The pattern is relentless. And yet most companies selling supply chain risk solutions still target accounts the same way they target everything else: firmographic filters, industry tags, maybe a revenue band. None of which tells you whether a particular manufacturer is actually exposed to disruption, financially vulnerable to it, or ready to buy a solution.
I wanted to build a scoring model that could factor in the actual risk posture of an account, the financial damage a disruption would cause, and whether they had the budget and operational maturity to do something about it. So I built SentinelChain.
SentinelChain
No, don’t run a Google search in the next tab or ask your favorite LLM if there’s a new company building cool stuff. It’s fictional, and the data is synthetic. It just mirrors the economics of real mid-market manufacturing portfolios. The product concept: score a universe of manufacturers on how exposed they are to supply chain disruption, how much it would cost them financially, and whether they’re in a position to buy software that helps them get ahead of it. Then rank them, segment them into tiers, and hand the output to a GTM team that knows exactly who to call and what to say.
The target buyer here is a VP of Operations or COO at a company doing $200M to $2B in revenue with a global supplier footprint and margins thin enough that one bad quarter from one bad supplier changes the year. If this sounds like you, maybe we should talk. But the real point of this project was the targeting system. How do you figure out which of these companies to talk to first.
How Most Teams Do ICP Scoring
The usual approach: marketing pulls a list from ZoomInfo or a similar platform, filters by industry and revenue, maybe layers in some intent data, and hands it to sales. The SDR team works it top to bottom with some light prioritization by company size.
This works fine when your product is horizontal, when any mid-market company in your target vertical is roughly as good a fit as any other. When you’re selling a risk product, the quality of the account depends on the specific risk posture of that account, and firmographic filters simply can’t model that. A $500M electronics manufacturer with 60% of inputs sourced from China and a single-supplier dependency for a critical component is a fundamentally different prospect than a $500M electronics manufacturer sourcing domestically with diversified suppliers. Same revenue band, completely different risk exposure. Intent data helps at the margins but only tells you someone is looking, not whether the pain underneath the search is structural or situational.

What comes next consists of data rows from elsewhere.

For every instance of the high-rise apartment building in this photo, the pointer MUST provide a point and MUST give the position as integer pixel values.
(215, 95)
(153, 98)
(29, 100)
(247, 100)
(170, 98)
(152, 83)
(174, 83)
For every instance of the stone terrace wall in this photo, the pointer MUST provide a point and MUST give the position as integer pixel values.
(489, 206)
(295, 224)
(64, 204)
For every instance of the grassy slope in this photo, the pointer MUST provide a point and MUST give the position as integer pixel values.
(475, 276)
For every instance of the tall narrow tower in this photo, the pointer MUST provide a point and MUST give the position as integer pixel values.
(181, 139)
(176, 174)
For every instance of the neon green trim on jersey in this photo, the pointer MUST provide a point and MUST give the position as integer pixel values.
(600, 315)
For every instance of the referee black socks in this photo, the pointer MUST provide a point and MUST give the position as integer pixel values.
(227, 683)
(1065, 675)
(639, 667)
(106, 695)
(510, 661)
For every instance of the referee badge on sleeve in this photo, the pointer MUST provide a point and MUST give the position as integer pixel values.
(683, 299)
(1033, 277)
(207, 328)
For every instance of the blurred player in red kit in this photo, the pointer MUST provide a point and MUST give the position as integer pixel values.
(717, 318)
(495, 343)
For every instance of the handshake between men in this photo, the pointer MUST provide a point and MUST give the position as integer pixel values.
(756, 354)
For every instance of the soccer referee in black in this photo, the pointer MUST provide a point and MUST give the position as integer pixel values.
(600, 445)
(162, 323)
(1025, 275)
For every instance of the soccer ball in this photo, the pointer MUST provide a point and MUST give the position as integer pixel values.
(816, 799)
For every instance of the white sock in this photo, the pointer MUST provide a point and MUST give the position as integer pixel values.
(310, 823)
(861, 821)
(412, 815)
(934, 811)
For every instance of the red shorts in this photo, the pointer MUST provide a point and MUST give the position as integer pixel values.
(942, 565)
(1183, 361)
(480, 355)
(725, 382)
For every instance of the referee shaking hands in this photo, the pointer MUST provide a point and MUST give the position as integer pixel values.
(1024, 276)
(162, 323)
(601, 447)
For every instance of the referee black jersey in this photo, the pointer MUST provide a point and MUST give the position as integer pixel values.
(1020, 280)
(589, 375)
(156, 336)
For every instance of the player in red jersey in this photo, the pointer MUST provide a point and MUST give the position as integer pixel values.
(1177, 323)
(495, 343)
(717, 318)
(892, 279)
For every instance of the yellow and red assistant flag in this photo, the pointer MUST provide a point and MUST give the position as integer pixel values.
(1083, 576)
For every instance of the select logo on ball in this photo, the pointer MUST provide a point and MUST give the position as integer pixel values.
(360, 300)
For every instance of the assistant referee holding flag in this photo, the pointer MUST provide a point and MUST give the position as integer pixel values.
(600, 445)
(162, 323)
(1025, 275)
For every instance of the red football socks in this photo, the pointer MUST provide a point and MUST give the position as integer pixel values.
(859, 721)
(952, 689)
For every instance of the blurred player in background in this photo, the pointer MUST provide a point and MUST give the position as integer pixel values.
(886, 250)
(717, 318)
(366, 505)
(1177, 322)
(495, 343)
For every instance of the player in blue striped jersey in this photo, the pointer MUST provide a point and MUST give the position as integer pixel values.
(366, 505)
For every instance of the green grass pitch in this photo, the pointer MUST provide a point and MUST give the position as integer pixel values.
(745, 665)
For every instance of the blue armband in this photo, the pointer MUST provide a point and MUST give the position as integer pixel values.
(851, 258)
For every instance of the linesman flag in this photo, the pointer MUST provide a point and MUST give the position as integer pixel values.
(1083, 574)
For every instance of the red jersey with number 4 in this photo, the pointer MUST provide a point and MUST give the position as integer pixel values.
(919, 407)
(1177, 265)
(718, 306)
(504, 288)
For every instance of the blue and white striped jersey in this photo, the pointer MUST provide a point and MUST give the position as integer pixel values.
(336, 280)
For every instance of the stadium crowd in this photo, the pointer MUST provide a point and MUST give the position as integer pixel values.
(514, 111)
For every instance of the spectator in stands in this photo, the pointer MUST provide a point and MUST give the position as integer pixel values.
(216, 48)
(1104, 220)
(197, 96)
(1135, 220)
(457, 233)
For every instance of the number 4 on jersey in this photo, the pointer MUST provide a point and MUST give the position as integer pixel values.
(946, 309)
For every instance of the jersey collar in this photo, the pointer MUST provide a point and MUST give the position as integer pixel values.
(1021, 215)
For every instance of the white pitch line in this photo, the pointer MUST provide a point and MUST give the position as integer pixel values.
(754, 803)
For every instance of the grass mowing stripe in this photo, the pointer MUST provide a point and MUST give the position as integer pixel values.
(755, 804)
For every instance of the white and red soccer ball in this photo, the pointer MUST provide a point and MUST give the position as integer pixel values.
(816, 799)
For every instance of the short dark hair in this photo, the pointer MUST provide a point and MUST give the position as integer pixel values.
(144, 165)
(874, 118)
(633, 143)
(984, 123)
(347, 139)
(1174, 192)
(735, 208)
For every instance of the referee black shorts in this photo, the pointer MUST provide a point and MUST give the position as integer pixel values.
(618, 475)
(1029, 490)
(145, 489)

So I built a scoring engine that could.
Three Dimensions of Account Quality
The ICP scoring framework breaks the targeting question into three parts, each answering something different:
Need Score (0–40): How exposed are they?
This measures structural vulnerability to supply chain disruption. The variables that drive it:
- Import exposure: what percentage of inputs are imported, and from where
- China concentration: specific geographic risk tied to the single largest tariff-sensitive corridor
- Supplier concentration: whether the account has a dangerous single-supplier dependency
- Country risk: composite score from emerging market and high-risk geography exposure
- Lead-time variability: how volatile their inbound logistics are
- Commodity input volatility: how sensitive their input costs are to market swings
A manufacturer sourcing 60% of inputs internationally with heavy China exposure scores very differently from one sourcing 20% domestically. The Need Score captures that.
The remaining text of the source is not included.